Robert Williams Daniel was born on the 11th of September 1884 in Richmond, Virginia and came from a prominent Virginian family with both political and legal roots. He was well educated and attended local schools before he graduated from the University of Virginia in 1903. He began building a career in business, first working with the Richmond, Fredericksburg and Potomac Railroad, before moving into insurance, and then into banking. He was clearly an ambitious man and very capable, and was used to moving in wealthy and influential circles. By 1911 he was living in Philadelphia and was working as a banker, with business interests that required him to travel to Europe.

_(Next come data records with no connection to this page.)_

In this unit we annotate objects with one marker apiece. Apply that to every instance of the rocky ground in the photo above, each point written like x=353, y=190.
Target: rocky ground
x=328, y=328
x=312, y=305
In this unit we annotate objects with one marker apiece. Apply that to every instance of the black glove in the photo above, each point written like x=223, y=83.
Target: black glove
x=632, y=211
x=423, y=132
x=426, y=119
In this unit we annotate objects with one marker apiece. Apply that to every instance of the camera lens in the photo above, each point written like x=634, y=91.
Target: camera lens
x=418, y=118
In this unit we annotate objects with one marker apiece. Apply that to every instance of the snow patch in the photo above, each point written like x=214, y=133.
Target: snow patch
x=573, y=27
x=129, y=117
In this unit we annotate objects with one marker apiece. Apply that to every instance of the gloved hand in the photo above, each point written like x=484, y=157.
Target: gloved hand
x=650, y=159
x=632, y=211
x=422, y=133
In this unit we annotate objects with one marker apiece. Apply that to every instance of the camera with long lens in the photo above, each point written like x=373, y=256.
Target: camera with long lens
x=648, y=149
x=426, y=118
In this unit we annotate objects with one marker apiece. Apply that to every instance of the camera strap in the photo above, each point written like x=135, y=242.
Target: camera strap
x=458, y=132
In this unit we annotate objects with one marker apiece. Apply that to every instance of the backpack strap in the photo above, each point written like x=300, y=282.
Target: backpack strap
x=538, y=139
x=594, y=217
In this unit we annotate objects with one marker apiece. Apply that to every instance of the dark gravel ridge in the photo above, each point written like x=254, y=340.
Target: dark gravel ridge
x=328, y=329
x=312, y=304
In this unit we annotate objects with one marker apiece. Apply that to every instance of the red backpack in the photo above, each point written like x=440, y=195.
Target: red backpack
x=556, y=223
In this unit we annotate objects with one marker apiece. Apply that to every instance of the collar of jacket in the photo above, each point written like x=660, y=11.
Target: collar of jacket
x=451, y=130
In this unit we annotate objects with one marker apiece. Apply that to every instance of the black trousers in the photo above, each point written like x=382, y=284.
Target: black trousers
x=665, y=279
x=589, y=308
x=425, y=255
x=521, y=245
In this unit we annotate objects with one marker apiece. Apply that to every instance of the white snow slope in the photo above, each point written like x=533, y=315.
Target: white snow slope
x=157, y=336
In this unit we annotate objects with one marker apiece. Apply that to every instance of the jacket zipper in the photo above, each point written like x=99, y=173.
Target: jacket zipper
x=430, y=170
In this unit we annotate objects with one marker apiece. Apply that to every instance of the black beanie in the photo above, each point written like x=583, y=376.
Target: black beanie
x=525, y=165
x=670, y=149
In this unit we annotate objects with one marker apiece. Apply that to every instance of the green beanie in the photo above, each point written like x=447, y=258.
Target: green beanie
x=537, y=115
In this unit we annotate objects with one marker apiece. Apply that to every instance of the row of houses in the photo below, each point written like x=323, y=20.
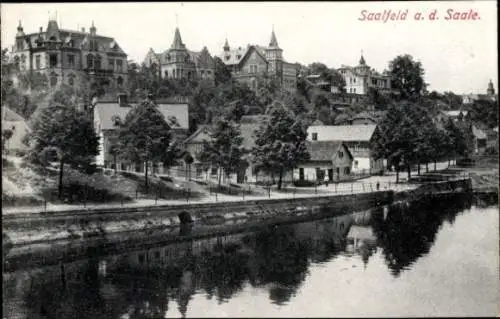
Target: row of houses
x=336, y=152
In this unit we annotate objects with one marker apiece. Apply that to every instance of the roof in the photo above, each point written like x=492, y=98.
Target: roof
x=9, y=115
x=107, y=111
x=375, y=115
x=177, y=43
x=247, y=133
x=249, y=119
x=273, y=43
x=346, y=133
x=321, y=151
x=478, y=133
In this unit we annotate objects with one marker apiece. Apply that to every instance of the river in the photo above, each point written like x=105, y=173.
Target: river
x=437, y=257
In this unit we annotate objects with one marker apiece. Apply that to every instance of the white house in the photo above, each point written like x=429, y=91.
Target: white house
x=109, y=115
x=357, y=138
x=329, y=161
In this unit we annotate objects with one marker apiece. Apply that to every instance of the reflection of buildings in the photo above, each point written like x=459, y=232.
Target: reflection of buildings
x=361, y=239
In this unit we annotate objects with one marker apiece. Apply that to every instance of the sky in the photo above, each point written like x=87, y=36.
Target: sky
x=457, y=55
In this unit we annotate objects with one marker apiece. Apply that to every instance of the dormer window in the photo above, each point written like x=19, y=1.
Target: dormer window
x=116, y=120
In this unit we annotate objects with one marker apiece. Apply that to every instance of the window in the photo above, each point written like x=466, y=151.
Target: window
x=98, y=62
x=119, y=65
x=71, y=60
x=53, y=60
x=90, y=61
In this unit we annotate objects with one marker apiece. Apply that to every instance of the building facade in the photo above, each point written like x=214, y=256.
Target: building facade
x=254, y=61
x=179, y=63
x=329, y=161
x=109, y=115
x=69, y=56
x=359, y=79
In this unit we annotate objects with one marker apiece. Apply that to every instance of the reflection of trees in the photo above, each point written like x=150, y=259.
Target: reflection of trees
x=409, y=232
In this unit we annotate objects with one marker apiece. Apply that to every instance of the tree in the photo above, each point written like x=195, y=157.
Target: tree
x=460, y=139
x=145, y=136
x=66, y=135
x=6, y=136
x=188, y=160
x=280, y=143
x=484, y=112
x=225, y=149
x=398, y=136
x=222, y=74
x=407, y=77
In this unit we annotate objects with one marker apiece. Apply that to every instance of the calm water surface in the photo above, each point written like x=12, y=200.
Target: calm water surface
x=438, y=258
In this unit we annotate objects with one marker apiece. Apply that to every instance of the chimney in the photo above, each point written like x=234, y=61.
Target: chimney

In April 1912, whilst her returning home from London, Daniel boarded the RMS Titanic as a first-class passenger. He was only twenty-seven years old and was used to travelling in comfort, he even brought his prized French bulldog, Gamin de Pycombe. He would have probably seen the crossing as just more than another routine journey. But that was not to be, tragically Titanic hit an iceberg.
Daniel survived the sinking, although the exact details of how he escaped remain unclear. That uncertainty shows just how chaotic that night really was. Whether he reached a boat or was pulled from the water later, he survived one of the most traumatic disasters of the time. His dog though was tragically lost.
While aboard the rescue ship Carpathia, he met another survivor, Eloise Hughes Smith. She had sadly lost her husband in the disaster. They married in 1914, probably drawn together by an experience that only very few others could understand.
During the First Word War, Daniel served in the United States Army from 1917 to 1919 and reached the rank of Major.
After the war, Daniel returned to banking becoming a senior bank executive. Sadly his marriage to Eloise ended in divorce in 1923. He married Margery Durant later that same year, and they had a daughter, but that marriage also ended. In 1929 he married Charlotte Bemiss Christian, they had a son together. He owned Brandon, a historic Virginia estate and restored it and farmed there, and became known as a gentleman farmer.
The economic shocks of the Great Depression changed his path once again. He retired from finance and turned more fully toward public life in Virginia. In 1935 he was elected to the Virginia Senate, and served as a Conservative Democrat, remaining in office until he died.
Some accounts suggest he battled alcoholism, maybe caused by the emotional aftermath of the Titanic, and the stigma that was attached to being one of the men who survived. He died in Richmond on the 20th of December 1940 from cirrhosis of the liver, aged just fifty-six. For a man who had survived one of history’s most famous maritime disasters and had also lived through the First World War, it is sad that greatest battles of his life may have been one that no one could see.
I think Robert Williams Daniel’s story reminds us that survival is not always the end of the struggle. Do you think men like Daniel, who outwardly rebuilt their lives after great tragedy, were ever really able to leave those events behind?